Two explosions at the Boston marathon finish line. Boston is about an hour from us but we know a few people that are out there for the marathon. So crazy what is going on in this world?!


----------



## Apyl (Jun 20, 2012)

When did this happen ?


----------



## GenFoe (Apr 3, 2013)

An hour and a half ago or so. Confirmed to be homemade bombs. Two detonated two more found by bomb squad. So sad. Luckily everyone we know that was there is safe. Praying for everyone else!


----------



## Apyl (Jun 20, 2012)

Oh, I didnt even know. I've had the TV off all day.


----------



## rob (Jun 20, 2012)

just watching it on the news over here, terrible my thought's are with the injured.


----------



## ThreeJ (Jun 28, 2012)

Prayers for Boston....


----------



## GenFoe (Apr 3, 2013)

I've lived in mass my entire life... The marathon is such an integral part of every spring.

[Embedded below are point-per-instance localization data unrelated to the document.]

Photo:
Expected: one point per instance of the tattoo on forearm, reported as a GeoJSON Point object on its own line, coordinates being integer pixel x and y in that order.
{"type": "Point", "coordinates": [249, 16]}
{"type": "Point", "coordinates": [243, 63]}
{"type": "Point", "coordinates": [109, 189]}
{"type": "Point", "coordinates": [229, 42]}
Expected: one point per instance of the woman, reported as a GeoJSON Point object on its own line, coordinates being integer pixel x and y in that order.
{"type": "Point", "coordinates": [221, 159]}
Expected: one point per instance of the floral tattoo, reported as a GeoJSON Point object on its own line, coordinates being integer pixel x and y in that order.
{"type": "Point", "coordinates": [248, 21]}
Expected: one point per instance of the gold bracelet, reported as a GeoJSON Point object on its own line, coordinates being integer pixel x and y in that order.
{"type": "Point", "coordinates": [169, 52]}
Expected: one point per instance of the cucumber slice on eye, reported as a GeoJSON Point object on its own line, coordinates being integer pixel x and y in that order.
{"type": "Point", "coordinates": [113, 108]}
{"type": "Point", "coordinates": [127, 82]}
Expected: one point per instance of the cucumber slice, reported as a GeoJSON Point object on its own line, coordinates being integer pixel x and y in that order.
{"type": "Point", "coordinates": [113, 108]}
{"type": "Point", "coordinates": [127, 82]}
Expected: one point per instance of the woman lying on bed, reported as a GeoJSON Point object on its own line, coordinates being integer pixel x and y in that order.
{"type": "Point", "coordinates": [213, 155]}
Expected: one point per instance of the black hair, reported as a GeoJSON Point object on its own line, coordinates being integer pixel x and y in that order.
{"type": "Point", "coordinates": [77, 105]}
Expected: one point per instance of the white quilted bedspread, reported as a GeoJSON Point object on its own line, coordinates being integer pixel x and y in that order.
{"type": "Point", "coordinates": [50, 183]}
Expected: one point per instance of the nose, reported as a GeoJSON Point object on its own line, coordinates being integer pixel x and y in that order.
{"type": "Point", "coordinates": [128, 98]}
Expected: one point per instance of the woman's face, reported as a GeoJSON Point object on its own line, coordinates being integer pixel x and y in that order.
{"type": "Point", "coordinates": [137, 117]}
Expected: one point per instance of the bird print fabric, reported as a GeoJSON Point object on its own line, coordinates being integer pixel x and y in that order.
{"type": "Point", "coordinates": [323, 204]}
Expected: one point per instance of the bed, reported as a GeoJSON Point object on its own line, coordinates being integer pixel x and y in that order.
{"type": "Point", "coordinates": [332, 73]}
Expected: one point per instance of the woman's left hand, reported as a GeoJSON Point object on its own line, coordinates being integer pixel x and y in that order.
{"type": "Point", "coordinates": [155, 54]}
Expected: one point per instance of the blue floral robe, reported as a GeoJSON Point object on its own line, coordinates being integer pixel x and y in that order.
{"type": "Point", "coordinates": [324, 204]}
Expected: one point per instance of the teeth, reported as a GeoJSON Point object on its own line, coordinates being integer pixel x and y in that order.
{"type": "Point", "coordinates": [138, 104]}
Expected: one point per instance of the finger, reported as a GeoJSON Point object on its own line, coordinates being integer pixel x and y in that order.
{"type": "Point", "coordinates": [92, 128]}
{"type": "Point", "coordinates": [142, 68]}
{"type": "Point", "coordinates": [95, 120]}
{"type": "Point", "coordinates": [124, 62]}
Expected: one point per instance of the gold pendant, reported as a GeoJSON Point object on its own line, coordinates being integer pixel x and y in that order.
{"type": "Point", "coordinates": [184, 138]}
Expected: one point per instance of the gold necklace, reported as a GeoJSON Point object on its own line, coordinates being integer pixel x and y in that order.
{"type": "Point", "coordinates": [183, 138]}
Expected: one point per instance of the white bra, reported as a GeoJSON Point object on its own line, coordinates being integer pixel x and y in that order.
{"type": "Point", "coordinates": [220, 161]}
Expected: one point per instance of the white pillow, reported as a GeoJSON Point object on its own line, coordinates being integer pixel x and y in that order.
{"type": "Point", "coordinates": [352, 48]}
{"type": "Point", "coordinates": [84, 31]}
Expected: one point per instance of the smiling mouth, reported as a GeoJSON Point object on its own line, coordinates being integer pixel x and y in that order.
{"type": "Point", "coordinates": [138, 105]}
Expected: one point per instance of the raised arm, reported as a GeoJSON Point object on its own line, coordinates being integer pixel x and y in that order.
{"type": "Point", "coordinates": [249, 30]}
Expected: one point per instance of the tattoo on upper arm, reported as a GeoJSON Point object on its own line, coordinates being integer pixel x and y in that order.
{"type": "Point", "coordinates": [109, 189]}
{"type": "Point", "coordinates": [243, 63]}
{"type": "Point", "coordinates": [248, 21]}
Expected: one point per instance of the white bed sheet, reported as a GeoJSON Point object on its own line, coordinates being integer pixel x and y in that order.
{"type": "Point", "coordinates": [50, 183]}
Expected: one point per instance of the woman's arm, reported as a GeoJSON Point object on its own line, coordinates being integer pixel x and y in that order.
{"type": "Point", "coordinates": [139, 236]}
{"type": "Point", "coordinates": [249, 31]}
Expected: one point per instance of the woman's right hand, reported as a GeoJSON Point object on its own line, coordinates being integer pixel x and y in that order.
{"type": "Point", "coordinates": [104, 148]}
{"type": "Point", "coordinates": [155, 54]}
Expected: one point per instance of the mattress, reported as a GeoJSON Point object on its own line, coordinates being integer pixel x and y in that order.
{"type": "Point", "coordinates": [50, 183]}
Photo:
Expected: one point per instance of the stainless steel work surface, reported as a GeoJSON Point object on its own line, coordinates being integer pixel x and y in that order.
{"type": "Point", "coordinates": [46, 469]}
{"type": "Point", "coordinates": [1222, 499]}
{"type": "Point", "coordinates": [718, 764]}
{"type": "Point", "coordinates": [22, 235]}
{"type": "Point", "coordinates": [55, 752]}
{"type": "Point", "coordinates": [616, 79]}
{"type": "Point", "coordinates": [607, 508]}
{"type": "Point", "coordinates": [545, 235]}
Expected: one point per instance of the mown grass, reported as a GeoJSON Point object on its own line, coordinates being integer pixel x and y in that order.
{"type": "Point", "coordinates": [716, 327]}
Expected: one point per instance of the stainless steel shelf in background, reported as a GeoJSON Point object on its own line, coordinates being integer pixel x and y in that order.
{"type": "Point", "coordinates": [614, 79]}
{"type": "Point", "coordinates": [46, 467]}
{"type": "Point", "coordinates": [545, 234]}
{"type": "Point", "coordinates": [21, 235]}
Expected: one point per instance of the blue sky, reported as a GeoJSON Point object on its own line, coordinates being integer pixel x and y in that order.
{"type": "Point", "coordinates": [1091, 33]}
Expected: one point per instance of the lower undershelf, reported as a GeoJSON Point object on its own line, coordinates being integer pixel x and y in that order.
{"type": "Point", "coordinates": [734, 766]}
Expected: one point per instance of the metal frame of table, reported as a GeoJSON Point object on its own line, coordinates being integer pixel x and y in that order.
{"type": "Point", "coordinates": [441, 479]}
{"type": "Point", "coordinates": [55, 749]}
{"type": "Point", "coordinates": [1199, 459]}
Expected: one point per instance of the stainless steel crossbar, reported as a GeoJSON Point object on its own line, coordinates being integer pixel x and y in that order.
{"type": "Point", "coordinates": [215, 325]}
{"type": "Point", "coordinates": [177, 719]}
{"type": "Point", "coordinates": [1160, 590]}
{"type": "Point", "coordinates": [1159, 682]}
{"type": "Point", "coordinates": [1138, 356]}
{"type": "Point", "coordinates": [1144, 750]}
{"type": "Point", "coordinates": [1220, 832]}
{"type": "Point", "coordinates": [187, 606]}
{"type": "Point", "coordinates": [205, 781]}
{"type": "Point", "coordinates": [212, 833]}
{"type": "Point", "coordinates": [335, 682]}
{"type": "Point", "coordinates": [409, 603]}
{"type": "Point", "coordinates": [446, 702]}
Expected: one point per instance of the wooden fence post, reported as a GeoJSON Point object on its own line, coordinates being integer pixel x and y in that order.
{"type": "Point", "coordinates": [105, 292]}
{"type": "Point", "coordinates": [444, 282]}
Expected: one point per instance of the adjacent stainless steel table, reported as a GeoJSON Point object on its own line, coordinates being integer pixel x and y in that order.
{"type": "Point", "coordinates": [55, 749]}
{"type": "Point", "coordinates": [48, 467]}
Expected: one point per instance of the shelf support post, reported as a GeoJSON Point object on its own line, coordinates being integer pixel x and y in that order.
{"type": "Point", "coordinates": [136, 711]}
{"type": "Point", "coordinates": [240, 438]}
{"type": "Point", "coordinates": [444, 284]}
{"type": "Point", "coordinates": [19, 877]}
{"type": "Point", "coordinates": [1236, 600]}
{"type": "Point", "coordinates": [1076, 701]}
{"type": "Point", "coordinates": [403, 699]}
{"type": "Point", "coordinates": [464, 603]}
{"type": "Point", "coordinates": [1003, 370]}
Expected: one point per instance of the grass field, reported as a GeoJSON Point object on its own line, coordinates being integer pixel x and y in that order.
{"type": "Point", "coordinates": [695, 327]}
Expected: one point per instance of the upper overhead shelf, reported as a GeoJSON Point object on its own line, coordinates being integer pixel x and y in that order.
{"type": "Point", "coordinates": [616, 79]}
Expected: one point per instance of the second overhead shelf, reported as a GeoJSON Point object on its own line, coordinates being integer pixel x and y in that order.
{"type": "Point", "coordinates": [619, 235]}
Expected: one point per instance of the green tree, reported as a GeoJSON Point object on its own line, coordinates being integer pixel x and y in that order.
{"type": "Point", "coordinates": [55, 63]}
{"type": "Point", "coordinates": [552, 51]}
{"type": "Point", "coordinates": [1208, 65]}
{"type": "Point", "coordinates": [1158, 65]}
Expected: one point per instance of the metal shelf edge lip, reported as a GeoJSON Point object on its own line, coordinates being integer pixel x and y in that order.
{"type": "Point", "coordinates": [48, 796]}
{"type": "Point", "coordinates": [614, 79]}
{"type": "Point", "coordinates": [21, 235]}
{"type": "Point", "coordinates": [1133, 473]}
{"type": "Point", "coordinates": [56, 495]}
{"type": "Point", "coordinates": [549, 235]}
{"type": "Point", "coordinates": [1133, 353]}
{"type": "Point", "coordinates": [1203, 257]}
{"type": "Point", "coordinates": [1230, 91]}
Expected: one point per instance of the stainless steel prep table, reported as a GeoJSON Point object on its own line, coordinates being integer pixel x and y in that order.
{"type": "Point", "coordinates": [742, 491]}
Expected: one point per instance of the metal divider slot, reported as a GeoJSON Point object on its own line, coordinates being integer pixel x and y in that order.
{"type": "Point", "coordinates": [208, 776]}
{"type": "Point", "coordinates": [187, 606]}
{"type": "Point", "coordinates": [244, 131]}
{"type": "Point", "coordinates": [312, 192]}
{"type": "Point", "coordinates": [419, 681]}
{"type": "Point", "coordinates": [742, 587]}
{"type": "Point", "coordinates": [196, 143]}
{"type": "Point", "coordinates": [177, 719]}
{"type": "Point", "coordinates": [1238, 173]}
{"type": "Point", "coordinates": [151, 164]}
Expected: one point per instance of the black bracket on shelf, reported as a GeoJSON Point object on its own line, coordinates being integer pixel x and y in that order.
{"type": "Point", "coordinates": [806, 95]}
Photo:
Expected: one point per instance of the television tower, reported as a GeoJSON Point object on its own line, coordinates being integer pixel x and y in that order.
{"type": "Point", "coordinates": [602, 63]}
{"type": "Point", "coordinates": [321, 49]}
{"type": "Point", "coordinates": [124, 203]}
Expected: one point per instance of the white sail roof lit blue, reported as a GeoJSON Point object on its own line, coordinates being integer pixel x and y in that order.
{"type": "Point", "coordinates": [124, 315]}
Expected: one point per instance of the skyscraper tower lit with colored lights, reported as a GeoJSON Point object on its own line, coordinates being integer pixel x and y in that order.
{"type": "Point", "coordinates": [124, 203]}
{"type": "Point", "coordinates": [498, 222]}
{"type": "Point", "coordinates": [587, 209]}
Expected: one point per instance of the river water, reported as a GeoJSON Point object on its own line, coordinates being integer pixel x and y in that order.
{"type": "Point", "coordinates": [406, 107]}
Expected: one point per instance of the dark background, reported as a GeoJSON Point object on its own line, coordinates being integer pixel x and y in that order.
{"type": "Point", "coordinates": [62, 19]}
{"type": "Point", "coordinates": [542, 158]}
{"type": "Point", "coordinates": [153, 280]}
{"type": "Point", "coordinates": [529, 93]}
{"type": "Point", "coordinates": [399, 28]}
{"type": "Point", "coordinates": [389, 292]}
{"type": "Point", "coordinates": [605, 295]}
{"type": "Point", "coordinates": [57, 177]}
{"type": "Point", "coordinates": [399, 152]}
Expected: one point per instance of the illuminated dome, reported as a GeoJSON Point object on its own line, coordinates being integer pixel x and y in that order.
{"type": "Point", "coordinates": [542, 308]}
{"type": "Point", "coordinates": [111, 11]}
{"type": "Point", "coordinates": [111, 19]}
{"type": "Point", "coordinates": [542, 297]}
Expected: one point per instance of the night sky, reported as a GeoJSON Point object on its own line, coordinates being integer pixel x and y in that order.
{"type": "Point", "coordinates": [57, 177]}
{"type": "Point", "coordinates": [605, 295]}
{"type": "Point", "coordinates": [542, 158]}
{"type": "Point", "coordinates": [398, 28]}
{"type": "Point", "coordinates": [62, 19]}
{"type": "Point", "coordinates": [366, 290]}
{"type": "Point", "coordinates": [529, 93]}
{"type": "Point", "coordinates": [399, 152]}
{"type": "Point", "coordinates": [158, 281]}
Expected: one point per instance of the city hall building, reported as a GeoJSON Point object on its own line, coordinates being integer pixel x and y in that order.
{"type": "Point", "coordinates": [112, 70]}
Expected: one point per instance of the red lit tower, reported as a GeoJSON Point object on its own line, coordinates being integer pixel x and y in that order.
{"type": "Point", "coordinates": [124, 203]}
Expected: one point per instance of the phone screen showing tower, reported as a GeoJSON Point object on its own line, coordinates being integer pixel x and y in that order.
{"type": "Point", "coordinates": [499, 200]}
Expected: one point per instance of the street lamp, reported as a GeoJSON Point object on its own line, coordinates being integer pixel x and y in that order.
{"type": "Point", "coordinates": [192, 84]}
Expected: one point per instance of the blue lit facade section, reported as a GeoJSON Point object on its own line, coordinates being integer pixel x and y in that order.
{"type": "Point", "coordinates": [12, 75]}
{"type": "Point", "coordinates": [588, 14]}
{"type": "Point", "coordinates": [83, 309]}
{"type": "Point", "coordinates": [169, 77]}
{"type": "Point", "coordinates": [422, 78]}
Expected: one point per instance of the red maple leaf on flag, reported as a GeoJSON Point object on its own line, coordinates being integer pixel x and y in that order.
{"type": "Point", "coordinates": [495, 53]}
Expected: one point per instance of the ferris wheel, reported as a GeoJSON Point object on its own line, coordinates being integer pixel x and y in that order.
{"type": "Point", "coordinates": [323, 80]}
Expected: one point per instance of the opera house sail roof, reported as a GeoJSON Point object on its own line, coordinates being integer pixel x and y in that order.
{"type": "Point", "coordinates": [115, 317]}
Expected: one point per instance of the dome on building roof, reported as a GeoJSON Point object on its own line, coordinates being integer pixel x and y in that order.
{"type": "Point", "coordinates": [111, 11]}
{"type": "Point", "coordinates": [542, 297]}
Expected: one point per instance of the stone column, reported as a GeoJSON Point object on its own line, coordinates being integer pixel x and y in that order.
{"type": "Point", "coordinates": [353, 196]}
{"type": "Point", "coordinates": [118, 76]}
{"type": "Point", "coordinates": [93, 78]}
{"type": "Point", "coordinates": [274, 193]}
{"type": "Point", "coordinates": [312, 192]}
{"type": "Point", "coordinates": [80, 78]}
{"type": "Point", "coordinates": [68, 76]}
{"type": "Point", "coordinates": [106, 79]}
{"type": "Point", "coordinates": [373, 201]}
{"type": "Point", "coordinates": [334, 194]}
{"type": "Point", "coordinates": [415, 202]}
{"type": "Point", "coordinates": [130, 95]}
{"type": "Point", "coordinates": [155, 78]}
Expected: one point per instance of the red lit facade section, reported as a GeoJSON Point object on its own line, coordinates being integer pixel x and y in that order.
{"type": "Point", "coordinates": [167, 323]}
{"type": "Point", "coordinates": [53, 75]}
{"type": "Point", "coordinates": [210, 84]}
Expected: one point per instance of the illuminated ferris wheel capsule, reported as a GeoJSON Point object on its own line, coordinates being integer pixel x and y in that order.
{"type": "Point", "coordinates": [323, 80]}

I've always known someone who has either run or was training to run. I'm not from Boston itself but its a part of who I am. It's so sad and scary. I am at a loss right now. Praying for all injured and those who have passed.


----------



## Energyvet (Jul 25, 2012)

I heard that an 8 year old boy died. Don't know who the other death was. 2 dead total so far.


----------



## ChickensSayMoo (Sep 5, 2012)

So sad 

..........


----------



## GenFoe (Apr 3, 2013)

I'm a fool and have watched my twitter feed all day. The pictures I have seen of some injuries will never leave my mind. I can't sleep right now. My mind is spinning and my heart is heavy.


----------



## Energyvet (Jul 25, 2012)

Gen, breathe! It's not you and you're not there. Maybe if you think of ways to help, it will get your mind off the focus of those images. How can you help? What do they need?


----------



## robopetz (Oct 16, 2012)

Sad! Just sad!


----------



## GenFoe (Apr 3, 2013)

Mostly they are asking everyone to stay out of Boston. There is enough blood that has been donated. Just going to donate some money to the Red Cross. At least things seem a bit calmer this morning. There won't be any more confirmed news till 9:30.


----------



## Roslyn (Jun 21, 2012)

I just don't get what is wrong with people. This is one reason I'm glad I don't have TV anymore, I went through such mental trauma after 9/11 and Katrina glued to the TV. I will read about it online as I can handle it, but no more days in front of the tv trying to figure out this world.


----------



## ChickenAdmin (Jun 4, 2012)

I don't watch the news. I get my news online, but the network news seems to cause stress and I don't like it. 

I was sorry to hear and see the images coming out of Boston. I have internet friends (the best kind) up there and I've heard form them all but still, your heart stops when that happens in an area you know people in.


----------